Memorandum submitted by the UK Representative
Office of the National Council of Resistance of Iran
INTRODUCTION
This summary is a short summary dealing with
the Iranian regime and is divided into six sections. The sections
include: (i) history and structure, (ii) human rights record,
(iii) terrorism, (iv) weapons of mass destruction, (v) interference
in Iraq, and (vi) is the Iranian regime capable of change.
THE IRANIAN
REGIME
1. History and Structure
As the Committee will no doubt be aware in 1979
the Iranian people demanded change. They spilled onto the streets
of Iran demanding freedom, democracy and respect for human rights.
However, through (i) lies, deceit and manipulation of the religious
sentiments of the people (ii) as a result of the vacuum of opposition
groups left through the arrest, torture and execution of members
of such groups by the SAVAK secret police of the Shah, and (iii)

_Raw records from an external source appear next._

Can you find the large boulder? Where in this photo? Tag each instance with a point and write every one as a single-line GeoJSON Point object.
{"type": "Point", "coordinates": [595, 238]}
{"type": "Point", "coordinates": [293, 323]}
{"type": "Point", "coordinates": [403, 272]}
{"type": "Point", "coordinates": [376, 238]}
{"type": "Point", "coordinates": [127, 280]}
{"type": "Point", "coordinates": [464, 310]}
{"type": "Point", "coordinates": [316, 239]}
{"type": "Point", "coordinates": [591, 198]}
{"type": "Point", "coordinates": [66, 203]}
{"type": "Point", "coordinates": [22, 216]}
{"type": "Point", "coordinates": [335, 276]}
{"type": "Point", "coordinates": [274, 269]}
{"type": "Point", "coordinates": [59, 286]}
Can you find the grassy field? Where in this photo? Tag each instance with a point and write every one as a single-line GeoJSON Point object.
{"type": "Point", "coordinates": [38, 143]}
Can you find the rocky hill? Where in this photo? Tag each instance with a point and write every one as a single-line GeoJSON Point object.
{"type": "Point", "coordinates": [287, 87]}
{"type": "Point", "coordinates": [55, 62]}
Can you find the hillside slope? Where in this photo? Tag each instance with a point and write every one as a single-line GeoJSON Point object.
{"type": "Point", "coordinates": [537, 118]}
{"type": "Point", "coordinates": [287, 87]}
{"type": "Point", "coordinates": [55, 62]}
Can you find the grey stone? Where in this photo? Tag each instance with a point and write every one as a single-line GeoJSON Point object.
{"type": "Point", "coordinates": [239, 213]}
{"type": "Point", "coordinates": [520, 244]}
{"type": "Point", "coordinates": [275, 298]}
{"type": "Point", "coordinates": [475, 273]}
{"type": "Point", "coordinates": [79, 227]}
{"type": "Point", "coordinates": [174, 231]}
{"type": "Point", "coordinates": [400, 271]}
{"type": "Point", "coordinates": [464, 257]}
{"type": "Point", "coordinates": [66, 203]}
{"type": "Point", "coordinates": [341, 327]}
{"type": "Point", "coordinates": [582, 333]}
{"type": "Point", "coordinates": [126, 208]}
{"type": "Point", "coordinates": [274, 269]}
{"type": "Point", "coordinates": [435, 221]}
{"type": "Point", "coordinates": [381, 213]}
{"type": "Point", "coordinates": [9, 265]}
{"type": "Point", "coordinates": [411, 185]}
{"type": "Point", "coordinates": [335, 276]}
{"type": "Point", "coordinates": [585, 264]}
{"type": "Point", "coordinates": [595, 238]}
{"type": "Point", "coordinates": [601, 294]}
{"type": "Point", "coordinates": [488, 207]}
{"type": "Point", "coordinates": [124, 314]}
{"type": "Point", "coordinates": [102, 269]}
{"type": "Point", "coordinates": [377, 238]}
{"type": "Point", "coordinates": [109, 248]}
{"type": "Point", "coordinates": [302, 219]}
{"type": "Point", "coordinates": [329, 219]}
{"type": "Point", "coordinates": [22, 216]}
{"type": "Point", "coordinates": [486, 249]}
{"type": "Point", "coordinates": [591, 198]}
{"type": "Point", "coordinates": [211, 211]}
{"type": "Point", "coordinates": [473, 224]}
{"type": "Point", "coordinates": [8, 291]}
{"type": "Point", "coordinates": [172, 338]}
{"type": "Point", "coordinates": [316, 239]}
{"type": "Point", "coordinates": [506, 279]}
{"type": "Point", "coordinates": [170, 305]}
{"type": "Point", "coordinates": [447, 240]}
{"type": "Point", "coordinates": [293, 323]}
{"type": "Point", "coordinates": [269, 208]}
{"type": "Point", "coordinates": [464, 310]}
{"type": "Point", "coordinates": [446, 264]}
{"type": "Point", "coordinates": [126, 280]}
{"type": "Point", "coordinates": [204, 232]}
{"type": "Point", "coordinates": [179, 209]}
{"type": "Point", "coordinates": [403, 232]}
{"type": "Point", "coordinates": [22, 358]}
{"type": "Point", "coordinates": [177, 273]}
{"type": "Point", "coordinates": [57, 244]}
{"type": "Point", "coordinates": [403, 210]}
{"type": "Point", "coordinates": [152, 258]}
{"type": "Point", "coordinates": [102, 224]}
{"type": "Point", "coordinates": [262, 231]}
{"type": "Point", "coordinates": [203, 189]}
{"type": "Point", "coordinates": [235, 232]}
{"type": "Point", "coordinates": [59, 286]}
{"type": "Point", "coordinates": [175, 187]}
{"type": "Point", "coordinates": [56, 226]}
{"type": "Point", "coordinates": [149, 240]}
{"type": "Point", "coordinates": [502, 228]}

the lack of the Iranian people's awareness of the true fundamentalist
nature of the mullahs, brought about by the Shah's dictatorship,
the mullahs were able to usurp power in Iran. They began by promising
people freedoms, with Ayatollah Khomeini stating that he did not
wish to be in power and instead would soon return to the mosques
in order to continue with his religious teachings, leaving the
country to be governed by the people. Pretty soon it became clear
to the Iranian people that this was not the case. The mullahs
began to violently crack down on opposition groups using their
vigilantes and club wielders from Ansar-e-Hezbollah, they arrested
and/or expelled all liberal minded political figures including
the then President, they failed to allow the people to elect an
assembly to draw up the constitution and failed to give the people
free elections.
Instead they set up a theory of government called
"velayat-e-faqih", literally meaning the guardianship
of the religious jurist. The essence of the theory, developed
and applied by Khomeini, is that one man with a thorough knowledge
of Islamic law is designated as vali-e-faqi, heir to the prophet
Muhammad and the Imams (Leaders). The vali wields absolute authority
and sovereignty over the affairs of the entire Muslim nation.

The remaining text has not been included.